It’s no wonder we land ourselves, befuzzled, in strange situations.
On top of our narrowed perspectives of the world, and the expectations we build upon it, we are challenged with relaying this perspective to others. These other people are as complex as you, with their unknown perspectives, assumptions, expectations, moods, attention, and thoughts.
What “love” means to one person may mean something entirely different to someone else. Art elicits different feelings from person to person. A tick you have might trigger hysterical laughter, intense annoyance or indifference.
What a variety of responses to our imperfect communication, or lack thereof!

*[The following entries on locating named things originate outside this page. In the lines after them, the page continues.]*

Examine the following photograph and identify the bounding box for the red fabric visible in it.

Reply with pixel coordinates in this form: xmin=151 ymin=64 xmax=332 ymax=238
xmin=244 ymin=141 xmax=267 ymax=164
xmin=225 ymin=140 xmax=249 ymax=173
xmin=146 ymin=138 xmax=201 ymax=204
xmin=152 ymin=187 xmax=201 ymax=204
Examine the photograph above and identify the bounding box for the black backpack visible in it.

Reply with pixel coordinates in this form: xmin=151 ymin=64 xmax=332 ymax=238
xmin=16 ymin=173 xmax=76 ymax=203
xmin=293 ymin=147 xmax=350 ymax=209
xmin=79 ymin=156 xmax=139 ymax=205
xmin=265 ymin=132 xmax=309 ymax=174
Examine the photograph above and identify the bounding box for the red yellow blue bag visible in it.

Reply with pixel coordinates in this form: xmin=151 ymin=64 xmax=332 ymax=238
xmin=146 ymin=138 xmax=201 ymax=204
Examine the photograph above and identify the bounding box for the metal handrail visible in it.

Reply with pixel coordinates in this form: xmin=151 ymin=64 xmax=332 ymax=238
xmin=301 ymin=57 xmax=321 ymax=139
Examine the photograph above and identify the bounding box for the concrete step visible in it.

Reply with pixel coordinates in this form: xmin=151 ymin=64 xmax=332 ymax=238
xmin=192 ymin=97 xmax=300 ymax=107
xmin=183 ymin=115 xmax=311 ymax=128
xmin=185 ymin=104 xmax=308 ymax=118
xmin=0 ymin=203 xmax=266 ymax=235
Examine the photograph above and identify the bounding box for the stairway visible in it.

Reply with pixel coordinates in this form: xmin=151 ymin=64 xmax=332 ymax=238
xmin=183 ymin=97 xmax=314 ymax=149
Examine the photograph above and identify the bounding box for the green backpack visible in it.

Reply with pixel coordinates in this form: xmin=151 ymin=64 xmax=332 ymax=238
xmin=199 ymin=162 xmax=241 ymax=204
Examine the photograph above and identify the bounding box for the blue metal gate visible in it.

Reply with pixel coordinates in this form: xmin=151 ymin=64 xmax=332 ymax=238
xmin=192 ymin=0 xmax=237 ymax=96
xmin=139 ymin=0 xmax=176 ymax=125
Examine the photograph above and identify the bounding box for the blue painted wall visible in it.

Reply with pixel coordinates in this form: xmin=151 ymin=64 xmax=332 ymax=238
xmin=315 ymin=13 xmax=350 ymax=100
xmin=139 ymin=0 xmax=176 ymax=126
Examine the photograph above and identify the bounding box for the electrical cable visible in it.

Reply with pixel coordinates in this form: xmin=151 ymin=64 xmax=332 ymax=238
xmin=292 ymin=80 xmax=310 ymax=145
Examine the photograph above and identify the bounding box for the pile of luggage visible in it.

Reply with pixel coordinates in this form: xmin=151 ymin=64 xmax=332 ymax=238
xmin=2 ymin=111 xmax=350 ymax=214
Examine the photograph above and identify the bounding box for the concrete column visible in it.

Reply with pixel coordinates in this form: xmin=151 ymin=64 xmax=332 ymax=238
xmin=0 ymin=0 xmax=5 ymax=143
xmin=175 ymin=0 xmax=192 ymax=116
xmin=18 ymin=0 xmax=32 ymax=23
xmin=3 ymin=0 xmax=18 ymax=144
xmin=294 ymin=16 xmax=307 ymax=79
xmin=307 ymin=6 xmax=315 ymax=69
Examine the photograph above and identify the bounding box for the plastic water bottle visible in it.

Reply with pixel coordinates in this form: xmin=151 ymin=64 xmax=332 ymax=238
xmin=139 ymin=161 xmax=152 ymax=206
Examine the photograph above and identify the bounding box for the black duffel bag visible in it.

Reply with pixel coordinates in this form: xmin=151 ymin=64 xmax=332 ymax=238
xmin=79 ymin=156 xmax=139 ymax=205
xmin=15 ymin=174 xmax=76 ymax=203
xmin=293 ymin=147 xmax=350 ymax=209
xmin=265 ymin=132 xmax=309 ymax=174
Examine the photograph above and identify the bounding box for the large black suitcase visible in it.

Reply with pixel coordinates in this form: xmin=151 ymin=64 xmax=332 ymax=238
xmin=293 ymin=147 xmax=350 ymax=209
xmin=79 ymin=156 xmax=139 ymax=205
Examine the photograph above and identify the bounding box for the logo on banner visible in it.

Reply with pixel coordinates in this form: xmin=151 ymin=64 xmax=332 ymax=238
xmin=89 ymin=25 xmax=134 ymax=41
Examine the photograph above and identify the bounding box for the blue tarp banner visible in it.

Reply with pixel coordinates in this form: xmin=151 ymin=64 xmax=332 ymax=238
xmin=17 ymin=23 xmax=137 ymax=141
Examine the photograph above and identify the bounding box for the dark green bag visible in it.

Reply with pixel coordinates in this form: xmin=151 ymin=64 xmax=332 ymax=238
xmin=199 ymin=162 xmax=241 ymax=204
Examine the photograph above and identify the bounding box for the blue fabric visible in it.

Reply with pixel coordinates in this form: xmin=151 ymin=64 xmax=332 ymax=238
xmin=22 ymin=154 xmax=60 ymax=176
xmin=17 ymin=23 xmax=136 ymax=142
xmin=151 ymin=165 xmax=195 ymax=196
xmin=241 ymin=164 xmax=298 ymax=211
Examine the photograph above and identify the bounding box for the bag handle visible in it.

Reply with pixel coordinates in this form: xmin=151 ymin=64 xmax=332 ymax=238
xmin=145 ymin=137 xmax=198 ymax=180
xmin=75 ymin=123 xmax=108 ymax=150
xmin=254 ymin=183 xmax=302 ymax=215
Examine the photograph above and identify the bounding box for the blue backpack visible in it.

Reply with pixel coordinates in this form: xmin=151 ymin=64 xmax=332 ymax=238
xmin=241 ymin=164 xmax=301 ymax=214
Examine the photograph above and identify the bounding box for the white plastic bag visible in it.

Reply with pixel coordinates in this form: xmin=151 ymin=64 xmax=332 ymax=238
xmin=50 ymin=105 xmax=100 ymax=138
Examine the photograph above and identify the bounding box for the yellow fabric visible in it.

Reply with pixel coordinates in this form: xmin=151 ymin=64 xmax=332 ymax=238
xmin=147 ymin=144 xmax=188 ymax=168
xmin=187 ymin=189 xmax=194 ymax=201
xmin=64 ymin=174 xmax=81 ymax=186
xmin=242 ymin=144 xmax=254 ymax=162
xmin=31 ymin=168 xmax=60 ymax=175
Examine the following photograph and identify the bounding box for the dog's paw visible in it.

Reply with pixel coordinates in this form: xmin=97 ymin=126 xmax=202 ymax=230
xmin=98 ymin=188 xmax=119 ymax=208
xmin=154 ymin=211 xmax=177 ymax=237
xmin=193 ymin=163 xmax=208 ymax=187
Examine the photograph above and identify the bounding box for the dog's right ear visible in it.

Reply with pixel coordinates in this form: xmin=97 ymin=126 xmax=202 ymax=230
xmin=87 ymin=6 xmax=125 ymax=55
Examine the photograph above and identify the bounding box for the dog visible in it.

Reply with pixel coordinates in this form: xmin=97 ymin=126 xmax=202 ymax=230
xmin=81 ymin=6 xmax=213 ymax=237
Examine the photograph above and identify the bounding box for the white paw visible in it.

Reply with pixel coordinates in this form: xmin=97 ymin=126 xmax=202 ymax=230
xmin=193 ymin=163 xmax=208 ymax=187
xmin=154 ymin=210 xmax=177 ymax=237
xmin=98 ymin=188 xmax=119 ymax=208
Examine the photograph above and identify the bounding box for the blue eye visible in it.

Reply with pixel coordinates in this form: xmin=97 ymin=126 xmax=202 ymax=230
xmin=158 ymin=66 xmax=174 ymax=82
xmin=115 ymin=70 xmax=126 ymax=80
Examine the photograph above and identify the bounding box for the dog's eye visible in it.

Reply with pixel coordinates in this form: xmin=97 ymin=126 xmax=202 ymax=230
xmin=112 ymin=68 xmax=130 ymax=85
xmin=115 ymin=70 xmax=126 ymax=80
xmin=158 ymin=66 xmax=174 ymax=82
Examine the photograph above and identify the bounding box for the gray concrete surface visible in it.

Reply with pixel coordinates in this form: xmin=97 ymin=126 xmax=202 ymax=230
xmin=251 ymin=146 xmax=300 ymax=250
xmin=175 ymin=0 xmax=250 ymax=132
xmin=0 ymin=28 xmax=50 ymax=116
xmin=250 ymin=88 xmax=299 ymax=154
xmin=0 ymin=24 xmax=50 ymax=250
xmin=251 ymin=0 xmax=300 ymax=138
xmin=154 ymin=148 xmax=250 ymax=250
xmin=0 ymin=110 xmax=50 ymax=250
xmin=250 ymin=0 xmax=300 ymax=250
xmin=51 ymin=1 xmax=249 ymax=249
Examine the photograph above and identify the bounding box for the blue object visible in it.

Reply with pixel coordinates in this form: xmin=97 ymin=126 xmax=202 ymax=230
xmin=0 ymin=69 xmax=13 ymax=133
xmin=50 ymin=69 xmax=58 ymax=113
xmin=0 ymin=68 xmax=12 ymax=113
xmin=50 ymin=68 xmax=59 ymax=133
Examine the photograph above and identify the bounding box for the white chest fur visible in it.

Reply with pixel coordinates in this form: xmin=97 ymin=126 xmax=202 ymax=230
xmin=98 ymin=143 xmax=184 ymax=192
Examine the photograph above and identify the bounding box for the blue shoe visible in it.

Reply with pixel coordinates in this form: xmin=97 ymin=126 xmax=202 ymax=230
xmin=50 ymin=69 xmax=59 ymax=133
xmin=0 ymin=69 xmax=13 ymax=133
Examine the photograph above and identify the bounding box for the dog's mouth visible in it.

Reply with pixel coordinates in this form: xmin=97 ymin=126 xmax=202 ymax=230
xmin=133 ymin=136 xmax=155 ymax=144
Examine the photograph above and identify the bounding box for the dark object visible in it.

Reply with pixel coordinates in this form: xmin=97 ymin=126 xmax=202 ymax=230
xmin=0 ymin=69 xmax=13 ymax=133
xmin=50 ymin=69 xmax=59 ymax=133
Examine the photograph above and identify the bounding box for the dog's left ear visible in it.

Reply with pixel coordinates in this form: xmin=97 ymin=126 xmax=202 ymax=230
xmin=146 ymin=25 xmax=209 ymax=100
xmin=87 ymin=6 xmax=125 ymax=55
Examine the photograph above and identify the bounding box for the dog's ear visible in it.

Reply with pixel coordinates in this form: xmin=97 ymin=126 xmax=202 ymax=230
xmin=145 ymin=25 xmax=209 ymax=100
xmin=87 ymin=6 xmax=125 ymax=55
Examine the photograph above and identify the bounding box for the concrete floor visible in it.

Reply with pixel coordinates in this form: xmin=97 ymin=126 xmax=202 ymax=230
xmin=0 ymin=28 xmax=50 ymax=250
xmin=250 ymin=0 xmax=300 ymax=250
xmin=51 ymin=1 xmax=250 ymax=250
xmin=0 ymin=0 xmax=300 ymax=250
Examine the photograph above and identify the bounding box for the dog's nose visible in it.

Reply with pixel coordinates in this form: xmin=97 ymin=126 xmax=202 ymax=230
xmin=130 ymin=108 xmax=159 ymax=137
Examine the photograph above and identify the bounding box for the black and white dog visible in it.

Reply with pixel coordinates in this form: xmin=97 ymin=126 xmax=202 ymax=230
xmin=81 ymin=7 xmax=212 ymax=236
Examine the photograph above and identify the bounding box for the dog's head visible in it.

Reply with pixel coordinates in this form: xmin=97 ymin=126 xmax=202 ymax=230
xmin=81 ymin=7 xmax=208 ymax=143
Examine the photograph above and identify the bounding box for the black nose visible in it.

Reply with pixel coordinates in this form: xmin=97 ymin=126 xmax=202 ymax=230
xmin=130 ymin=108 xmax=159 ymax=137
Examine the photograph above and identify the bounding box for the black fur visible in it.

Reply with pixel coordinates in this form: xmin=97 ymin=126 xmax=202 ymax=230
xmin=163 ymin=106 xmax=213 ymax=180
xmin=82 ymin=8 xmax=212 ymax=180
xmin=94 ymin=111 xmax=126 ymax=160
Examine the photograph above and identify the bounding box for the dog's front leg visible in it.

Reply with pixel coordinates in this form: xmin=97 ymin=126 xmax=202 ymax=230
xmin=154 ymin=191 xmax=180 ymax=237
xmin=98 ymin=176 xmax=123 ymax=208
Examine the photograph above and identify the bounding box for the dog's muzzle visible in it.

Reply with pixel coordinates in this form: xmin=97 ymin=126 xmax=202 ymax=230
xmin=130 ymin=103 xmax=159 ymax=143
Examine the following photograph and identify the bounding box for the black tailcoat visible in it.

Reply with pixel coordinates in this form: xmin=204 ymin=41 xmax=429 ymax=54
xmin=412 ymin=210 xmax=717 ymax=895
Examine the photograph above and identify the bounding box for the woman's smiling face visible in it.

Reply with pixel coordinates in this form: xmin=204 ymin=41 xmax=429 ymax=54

Yet somehow, by some magic, we still expect ourselves and the world to fit into arbitrary internal rules unique to us and possibly non-transferable to anything else. The disillusionment of no promotion at work even when promotions are few and far between. Oh, how frustrating that a horse won’t fit into a shoebox.
Aspirations are beautiful. They imbue our lives with hope and meaning. Turning them into expectations that directly affect your confidence and sense of identity might not be the best idea.
No amount of logic takes away the emotional tumult of wild, unmet expectations. And it shouldn’t. We have fear, disappointment, excitement and joy for a reason. They serve as signals to (hopefully) navigate life’s wilderness.
Sure, we can’t control much, but we can learn. It’s what’s made us so successful in the wild. Knowing more about the structure of our expectations, (and others) provides the clarity needed to avoid disappointment, build confidence and create an adaptable mindset.
How flexible or rigid are your expectations? How realistic are those expectations? Where do they come from? Are they congruent with who you are, or are you shouldering someone else’s rules?
Hard questions for an easier encounter with a whimsical, miraculous universe.